My video processing tool (called DeepMeerkat below) takes in arguments from argparse. I call the pipeline:
python run_clouddataflow.py \
--runner DataFlowRunner \
--project $PROJECT \
--staging_location $BUCKET/staging \
--temp_location $BUCKET/temp \
--job_name $PROJECT-deepmeerkat \
--setup_file ./setup.py \
--maxNumWorkers 3 \
--tensorflow \
--training
Where the last two arguments, tensorflow and training are both for my pipeline, the rest are needed for clouddataflow.
I parse the args and pass the argv to the pipeline
beam.Pipeline(argv=pipeline_args)
and then within DeepMeerkat's argparse, parse just the known args.

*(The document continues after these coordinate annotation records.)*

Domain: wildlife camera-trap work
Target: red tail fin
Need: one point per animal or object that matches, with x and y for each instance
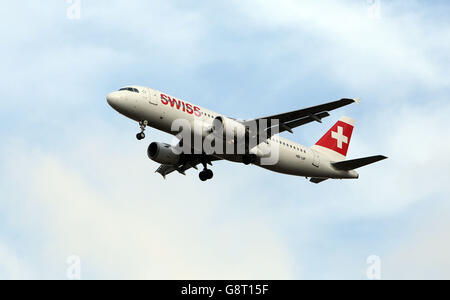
(336, 141)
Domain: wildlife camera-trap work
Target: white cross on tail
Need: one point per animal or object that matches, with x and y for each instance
(340, 137)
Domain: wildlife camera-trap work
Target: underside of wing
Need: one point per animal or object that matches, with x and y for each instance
(290, 120)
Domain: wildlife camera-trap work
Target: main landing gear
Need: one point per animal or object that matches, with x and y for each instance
(206, 174)
(141, 135)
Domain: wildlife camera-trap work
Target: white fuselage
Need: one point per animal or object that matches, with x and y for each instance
(154, 107)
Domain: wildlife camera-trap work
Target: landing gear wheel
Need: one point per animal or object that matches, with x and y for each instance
(206, 175)
(203, 176)
(140, 136)
(248, 159)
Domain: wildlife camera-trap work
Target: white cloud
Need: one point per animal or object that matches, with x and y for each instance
(368, 55)
(11, 266)
(125, 222)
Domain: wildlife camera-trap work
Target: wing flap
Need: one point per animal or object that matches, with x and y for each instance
(349, 165)
(318, 180)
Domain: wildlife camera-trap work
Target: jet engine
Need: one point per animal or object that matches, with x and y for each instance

args,_=parser.parse_known_args()
This works perfectly locally, tensorflow is turned off (default is on) and training is turned on (default is on). Printing args confirms the behavior. But then it fails to parse on cloud dataflow, tensorflow stays on, and training is off.
DirectRunner:
DeepMeerkat args: Namespace(tensorflow=False, training=True)
From the logging of DataFlowRunner:
DeepMeerkat args: Namespace(tensorflow=True, training=False)
Any ideas of what's going on here? Identical commands, identical code, just changing DirectRunner to DataFlowRunner.
I'd rather not go down the road of passing custom arguments to pipeline options, since I would then need to assign them somehow downstream, if one already has a tool that parses arguments, this seems like a much more straightforward solution, provided there isn't something special about the dataflow worker.